{{user}} and Billy were paired together for the project a few days ago, and when Billy suggested working at his place, it didn’t seem strange. He said his dad and Maxine’s mother wouldn’t be home. That was the whole reason they were there.
At first everything was normal. Music low, papers spread across Billy’s bed, him leaning back in his chair like he didn’t care that much but still doing the work. {{user}} sat on the floor with her notebook, quiet but focused, like she always was. She wasn’t the kind of girl who tried to impress anyone. No makeup, no effort to be noticed—just jeans, a T-shirt, and her hair the way it always was. Nothing too impressive about her appearance.
Then the front door slammed. Billy froze.
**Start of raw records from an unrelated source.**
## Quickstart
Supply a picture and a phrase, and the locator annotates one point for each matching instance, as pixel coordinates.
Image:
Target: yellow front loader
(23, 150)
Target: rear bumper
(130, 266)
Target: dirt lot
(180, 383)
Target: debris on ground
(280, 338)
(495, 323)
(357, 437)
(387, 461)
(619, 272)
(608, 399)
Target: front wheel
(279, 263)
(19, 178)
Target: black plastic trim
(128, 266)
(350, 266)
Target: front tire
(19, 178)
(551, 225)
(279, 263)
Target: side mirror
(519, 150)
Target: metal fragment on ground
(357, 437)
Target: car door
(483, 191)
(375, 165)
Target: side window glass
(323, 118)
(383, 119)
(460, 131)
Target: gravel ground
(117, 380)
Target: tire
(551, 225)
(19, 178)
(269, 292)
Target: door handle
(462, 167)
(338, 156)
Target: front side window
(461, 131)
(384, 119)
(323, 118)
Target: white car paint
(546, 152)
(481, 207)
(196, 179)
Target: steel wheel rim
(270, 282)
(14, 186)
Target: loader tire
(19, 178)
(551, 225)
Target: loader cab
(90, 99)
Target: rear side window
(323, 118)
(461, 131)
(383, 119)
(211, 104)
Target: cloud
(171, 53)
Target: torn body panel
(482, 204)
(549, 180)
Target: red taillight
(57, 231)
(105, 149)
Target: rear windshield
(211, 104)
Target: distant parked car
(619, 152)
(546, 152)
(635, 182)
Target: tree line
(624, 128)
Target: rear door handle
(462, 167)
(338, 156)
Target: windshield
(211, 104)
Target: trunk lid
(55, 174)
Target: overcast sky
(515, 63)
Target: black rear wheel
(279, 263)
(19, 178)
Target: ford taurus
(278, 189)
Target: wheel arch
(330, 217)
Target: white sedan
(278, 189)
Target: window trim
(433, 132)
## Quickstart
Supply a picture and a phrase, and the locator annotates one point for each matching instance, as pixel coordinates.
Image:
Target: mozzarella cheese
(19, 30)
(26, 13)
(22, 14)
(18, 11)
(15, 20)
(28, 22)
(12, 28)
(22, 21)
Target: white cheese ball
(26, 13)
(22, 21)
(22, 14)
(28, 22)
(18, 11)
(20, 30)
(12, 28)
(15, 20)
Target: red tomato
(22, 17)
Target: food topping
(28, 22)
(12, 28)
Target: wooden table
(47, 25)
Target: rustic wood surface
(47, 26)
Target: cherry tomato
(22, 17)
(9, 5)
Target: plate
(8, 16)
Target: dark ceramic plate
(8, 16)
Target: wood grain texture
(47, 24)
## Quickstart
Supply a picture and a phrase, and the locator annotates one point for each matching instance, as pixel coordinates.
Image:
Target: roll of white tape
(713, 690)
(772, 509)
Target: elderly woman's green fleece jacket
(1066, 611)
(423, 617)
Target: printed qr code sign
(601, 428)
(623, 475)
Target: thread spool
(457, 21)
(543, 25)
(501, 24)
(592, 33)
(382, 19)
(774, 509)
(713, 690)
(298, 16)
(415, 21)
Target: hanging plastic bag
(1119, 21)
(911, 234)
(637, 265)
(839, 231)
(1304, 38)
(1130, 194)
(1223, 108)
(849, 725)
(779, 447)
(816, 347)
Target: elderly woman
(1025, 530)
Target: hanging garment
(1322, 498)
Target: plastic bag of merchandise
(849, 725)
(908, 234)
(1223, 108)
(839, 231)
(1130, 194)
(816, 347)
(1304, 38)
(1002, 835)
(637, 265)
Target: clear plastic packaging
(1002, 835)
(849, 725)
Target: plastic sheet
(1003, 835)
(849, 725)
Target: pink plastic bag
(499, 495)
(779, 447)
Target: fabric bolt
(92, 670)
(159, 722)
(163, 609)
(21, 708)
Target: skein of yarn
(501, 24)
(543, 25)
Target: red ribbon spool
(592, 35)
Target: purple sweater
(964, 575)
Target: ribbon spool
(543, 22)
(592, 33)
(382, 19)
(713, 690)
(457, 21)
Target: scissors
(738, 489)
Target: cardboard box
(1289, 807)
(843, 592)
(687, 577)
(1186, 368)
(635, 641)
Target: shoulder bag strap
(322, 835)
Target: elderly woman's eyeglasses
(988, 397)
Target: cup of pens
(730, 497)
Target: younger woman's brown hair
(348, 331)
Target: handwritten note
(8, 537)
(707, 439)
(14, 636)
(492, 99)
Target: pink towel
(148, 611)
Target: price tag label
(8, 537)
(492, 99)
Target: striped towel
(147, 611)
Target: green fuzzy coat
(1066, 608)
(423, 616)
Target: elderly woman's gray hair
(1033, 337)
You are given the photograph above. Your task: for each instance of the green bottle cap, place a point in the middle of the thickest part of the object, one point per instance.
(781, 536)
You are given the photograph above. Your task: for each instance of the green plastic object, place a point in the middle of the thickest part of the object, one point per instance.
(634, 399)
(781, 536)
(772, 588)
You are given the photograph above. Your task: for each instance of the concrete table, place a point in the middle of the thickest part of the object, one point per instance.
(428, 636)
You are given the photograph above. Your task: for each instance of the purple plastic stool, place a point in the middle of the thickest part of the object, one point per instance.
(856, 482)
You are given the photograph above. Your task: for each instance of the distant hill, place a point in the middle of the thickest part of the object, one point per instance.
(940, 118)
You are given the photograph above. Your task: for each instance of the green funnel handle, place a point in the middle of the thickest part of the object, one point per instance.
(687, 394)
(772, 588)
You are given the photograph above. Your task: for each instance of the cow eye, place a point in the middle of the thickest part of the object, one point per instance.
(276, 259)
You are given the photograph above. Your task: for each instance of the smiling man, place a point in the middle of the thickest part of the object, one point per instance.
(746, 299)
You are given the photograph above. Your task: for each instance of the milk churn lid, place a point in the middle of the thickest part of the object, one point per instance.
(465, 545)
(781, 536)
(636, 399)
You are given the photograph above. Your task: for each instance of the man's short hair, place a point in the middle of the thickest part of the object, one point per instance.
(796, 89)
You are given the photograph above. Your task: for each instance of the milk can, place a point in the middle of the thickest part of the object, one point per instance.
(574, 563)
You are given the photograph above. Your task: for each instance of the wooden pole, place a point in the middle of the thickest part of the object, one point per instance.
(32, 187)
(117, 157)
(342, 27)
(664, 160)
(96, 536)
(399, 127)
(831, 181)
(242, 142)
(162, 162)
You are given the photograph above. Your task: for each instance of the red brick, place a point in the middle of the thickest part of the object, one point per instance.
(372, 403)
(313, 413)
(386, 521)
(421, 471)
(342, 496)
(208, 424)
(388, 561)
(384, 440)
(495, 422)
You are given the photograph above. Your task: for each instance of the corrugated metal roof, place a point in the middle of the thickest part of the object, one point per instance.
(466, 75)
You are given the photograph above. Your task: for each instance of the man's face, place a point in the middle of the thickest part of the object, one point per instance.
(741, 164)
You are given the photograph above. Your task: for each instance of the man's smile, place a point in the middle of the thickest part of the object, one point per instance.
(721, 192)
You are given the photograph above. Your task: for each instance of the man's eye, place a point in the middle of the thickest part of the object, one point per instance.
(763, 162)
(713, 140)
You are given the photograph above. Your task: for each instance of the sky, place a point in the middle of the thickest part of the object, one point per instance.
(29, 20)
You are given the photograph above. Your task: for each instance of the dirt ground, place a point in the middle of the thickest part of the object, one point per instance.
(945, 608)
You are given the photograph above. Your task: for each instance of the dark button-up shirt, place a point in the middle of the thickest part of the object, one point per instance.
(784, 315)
He stood up so fast the chair scraped loudly across the floor. His face changed immediately—tight, tense, like he’d been caught doing something wrong just by existing. He told {{user}} to stay there. Not yelled. Not calm either. Just sharp.
The shouting started almost right away. She couldn’t hear every word, but she heard enough. Anger. Accusations. That heavy silence that comes right before something worse. When Billy’s dad came into the room, it happened fast. One moment Billy was standing there, jaw clenched, and the next he flinched hard, stumbling back. The sound echoed louder than it should have.
Billy didn’t look at her. He just told her to go home after his dad left, voice low and rough, like he was embarrassed she’d seen any of it. {{user}} grabbed her bag and left without saying anything, her chest tight the whole way.
She didn’t tell anyone that night. Or the next morning.
At school the following day, she stands with her friends near the lockers. She nods along, says a few words here and there, but her mind keeps replaying the night before—Billy’s face, the sound, the way he shut down afterward.
Then Billy appears.
He doesn’t join the group. He doesn’t even acknowledge {{user}}’s friends. He grabs her wrist suddenly and pulls her away before anyone can react, dragging her down a quieter hallway where the noise fades and no one’s around.
For a second, he doesn’t say anything. He just runs a hand through his hair, pacing once, jaw tight. When he finally looks at her, his eyes are sharp, defensive, almost threatening—but there’s something else underneath it.
“Did you tell anyone?” he says. “Tell me how I keep you silent. What do you want?”
It takes her a moment to understand. Then it hits her all at once. He thinks she’s going to tell. He thinks this is a deal. Was she really going to tell anyone?